Ming Tsai adds a bottle of Riesling to the ribs as they cook so that the slight sweetness of the wine will balance the smoky Lapsang Souchong tea and spicy chiles in the rub on the meat.
Plus: More Beef Recipes and Tips
Season the ribs with salt and pepper and rub them all over with the spice rub. In a large enameled cast-iron casserole, heat 1 tablespoon of the oil until shimmering. Add half of the ribs and cook over moderately high heat until deeply browned on both sides, about 6 minutes total. Transfer to a large plate. Add 1 tablespoon of oil to the casserole and sear the remaining ribs.
Pour off the fat from the casserole and wipe it out. Add the remaining 2 tablespoons of oil to the casserole and heat over moderate heat. Add the onions, garlic and ginger and cook until softened, about 7 minutes. Add the wine and boil over high heat until reduced by half, about 6 minutes. Add the soy sauce, brown sugar, bay leaf and the short ribs. Pour in just enough water to cover the ribs and bring to a boil. Cover and simmer over low heat, stirring occasionally, until the ribs are very tender, about 1 1/2 hours.

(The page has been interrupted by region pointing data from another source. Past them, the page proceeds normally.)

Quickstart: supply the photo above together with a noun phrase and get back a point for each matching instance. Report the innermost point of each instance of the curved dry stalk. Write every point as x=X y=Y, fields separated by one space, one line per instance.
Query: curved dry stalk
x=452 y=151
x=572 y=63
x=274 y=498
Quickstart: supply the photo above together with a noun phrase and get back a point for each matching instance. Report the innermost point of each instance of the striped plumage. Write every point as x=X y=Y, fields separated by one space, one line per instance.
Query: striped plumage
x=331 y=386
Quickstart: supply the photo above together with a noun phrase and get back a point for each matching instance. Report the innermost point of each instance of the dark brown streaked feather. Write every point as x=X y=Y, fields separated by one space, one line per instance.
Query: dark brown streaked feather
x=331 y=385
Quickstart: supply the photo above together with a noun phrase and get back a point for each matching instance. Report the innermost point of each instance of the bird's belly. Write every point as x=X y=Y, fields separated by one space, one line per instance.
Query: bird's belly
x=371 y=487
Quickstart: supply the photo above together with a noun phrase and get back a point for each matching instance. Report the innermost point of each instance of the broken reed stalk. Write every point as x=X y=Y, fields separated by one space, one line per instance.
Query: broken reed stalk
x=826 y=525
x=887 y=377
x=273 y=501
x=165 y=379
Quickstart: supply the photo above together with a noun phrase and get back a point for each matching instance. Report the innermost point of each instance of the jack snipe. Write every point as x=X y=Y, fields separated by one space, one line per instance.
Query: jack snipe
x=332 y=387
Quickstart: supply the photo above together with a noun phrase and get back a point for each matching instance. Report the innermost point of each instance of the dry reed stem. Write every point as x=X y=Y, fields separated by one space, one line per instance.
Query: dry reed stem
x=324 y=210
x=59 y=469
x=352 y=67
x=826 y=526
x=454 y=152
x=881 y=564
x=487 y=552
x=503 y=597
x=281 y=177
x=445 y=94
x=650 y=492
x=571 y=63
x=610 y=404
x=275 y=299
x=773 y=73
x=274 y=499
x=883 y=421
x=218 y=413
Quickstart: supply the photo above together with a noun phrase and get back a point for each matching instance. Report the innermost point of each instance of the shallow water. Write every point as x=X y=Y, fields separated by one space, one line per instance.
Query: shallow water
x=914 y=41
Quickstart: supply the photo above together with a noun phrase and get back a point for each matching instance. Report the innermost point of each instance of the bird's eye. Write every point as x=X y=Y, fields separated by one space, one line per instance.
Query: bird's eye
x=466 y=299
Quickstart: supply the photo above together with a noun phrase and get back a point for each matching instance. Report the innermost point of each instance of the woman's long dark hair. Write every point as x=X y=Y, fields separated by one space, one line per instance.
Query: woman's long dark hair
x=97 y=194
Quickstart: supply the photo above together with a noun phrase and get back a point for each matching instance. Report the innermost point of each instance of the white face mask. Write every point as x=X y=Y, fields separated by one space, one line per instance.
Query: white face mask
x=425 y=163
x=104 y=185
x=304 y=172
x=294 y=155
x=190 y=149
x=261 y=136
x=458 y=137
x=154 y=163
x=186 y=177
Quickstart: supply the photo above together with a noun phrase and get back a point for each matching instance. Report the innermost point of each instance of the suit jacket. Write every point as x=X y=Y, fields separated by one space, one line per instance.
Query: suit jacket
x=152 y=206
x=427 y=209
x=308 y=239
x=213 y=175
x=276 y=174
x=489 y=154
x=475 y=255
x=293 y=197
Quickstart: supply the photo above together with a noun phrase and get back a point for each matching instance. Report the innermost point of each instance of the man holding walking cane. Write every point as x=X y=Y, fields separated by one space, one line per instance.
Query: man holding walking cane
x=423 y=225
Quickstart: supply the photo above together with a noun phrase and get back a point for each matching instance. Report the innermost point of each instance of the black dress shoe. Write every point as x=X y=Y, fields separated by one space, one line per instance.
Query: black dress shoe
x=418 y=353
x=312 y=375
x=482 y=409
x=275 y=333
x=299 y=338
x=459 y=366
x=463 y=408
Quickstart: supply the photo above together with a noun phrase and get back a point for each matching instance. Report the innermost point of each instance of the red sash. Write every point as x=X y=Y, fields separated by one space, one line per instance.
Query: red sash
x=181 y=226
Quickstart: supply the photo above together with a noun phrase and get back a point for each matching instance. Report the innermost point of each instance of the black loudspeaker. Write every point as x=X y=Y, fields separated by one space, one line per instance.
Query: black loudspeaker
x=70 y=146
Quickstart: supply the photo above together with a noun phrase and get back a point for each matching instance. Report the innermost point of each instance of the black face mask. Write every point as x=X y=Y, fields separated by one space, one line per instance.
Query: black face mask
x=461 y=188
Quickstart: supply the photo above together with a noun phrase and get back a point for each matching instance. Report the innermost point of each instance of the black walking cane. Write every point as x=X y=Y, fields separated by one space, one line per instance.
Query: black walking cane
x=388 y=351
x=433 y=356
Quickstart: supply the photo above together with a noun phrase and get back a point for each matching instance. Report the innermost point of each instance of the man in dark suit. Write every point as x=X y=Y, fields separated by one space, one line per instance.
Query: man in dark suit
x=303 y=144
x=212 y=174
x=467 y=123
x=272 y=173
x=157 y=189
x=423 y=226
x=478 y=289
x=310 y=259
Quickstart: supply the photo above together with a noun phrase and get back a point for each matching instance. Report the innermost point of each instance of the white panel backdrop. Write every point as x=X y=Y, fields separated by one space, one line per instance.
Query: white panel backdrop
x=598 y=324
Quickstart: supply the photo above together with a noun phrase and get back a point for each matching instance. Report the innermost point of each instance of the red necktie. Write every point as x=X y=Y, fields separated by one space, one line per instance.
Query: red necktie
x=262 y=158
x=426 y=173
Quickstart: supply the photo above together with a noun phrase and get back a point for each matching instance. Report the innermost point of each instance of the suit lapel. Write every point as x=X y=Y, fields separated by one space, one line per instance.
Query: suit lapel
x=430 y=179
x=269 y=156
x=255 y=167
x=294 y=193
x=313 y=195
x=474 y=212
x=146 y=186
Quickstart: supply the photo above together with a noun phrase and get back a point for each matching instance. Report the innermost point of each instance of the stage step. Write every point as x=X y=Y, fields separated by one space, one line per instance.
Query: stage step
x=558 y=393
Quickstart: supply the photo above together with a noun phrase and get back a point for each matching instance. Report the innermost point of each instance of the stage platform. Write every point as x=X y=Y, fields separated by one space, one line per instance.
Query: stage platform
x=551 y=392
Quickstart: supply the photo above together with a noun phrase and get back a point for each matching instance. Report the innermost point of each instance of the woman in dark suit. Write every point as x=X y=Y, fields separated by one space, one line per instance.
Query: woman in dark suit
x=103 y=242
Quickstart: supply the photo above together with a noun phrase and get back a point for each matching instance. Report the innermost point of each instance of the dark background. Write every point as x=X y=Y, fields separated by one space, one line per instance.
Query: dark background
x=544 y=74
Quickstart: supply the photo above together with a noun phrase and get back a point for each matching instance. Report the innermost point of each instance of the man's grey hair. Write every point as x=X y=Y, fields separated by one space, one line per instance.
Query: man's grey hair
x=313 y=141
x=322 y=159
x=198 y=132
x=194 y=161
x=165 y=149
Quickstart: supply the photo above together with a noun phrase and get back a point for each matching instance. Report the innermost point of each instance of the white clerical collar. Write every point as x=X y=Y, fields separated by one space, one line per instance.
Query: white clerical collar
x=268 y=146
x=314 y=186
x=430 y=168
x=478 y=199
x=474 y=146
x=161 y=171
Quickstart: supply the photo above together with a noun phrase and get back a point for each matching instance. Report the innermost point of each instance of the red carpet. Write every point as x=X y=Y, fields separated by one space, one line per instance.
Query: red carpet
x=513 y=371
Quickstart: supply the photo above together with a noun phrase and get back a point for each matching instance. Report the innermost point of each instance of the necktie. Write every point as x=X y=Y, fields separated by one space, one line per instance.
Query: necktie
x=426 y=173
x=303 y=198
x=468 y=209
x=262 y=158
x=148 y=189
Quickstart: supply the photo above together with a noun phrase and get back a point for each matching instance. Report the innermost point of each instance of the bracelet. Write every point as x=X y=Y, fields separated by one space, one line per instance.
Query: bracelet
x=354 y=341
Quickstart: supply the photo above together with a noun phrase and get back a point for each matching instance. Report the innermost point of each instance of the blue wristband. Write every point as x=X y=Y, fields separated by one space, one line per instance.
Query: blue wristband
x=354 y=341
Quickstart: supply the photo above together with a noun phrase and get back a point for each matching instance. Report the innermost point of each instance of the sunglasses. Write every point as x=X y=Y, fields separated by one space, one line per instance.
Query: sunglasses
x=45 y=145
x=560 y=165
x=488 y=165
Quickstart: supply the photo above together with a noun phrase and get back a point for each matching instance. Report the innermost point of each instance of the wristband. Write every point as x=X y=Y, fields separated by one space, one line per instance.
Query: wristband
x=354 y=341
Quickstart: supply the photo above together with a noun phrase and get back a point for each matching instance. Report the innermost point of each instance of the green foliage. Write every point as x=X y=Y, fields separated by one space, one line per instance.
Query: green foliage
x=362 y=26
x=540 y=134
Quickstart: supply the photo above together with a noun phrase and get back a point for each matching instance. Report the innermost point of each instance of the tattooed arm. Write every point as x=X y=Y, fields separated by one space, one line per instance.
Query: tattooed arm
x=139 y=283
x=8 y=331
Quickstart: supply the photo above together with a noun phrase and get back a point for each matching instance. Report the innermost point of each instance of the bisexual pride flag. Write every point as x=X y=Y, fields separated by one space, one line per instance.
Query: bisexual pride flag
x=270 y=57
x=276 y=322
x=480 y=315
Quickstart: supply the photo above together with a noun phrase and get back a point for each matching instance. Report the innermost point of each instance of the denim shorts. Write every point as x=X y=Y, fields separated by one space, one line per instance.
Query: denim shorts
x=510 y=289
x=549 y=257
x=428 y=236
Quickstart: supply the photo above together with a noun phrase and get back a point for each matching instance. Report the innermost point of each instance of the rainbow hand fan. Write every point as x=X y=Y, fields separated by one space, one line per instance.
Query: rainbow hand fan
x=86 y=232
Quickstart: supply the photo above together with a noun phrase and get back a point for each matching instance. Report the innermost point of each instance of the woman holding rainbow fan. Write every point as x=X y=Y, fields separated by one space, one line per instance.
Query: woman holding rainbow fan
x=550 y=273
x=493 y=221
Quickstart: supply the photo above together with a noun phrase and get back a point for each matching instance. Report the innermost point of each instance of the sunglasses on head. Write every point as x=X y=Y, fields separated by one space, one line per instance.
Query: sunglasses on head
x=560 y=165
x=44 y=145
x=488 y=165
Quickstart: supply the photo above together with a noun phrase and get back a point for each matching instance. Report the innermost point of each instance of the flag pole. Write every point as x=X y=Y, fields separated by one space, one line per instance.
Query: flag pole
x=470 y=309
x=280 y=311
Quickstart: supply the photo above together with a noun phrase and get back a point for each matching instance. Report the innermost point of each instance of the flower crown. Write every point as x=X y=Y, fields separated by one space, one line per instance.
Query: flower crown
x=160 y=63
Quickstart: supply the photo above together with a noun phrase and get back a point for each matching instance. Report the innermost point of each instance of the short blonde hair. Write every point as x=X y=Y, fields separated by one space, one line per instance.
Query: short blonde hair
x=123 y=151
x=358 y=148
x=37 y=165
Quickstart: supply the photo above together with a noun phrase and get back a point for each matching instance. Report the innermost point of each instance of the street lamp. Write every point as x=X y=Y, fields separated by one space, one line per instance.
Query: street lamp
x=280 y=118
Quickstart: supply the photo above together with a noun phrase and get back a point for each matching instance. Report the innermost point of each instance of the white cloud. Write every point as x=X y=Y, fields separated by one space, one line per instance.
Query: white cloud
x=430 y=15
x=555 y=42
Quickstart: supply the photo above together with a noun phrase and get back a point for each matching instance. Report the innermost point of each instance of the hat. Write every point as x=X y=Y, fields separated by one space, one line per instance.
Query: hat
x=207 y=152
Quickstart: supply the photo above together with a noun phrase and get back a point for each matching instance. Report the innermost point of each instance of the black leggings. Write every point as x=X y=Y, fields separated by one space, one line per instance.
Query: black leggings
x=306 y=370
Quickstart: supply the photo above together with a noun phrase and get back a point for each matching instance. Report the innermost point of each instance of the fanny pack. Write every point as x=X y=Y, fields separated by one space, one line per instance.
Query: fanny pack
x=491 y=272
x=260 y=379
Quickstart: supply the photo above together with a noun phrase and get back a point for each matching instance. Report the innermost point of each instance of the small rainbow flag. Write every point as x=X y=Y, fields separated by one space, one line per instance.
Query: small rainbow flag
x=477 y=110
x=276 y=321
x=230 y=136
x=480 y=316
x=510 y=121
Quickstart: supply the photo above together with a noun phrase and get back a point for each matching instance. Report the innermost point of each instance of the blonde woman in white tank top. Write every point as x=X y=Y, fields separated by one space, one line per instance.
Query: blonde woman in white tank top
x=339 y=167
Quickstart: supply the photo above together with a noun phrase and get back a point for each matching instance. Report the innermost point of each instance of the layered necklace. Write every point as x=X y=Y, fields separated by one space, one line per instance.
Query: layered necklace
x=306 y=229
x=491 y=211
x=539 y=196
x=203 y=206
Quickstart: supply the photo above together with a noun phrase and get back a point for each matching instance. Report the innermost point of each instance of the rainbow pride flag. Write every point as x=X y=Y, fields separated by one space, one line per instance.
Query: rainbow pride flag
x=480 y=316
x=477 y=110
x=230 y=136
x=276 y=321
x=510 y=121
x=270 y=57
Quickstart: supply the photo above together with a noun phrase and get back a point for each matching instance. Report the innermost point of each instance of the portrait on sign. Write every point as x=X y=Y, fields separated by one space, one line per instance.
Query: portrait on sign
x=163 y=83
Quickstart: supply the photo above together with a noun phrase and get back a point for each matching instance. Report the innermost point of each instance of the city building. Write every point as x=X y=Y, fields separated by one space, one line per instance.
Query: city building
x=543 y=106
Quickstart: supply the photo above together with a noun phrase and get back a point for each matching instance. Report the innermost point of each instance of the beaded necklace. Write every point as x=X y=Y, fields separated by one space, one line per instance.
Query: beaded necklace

Transfer the ribs to a large plate and discard the bay leaf and ginger. Boil the sauce over high heat, skimming a few times, until very flavorful, about 10 minutes. Using an immersion blender, puree the sauce; season with salt and pepper. Return the short ribs to the casserole and simmer gently to reheat them. Place 2 short ribs on each plate, spoon the sauce on top and serve with white rice.
Match the short ribs' subtle heat with a floral and slightly spicy Riesling from Germany.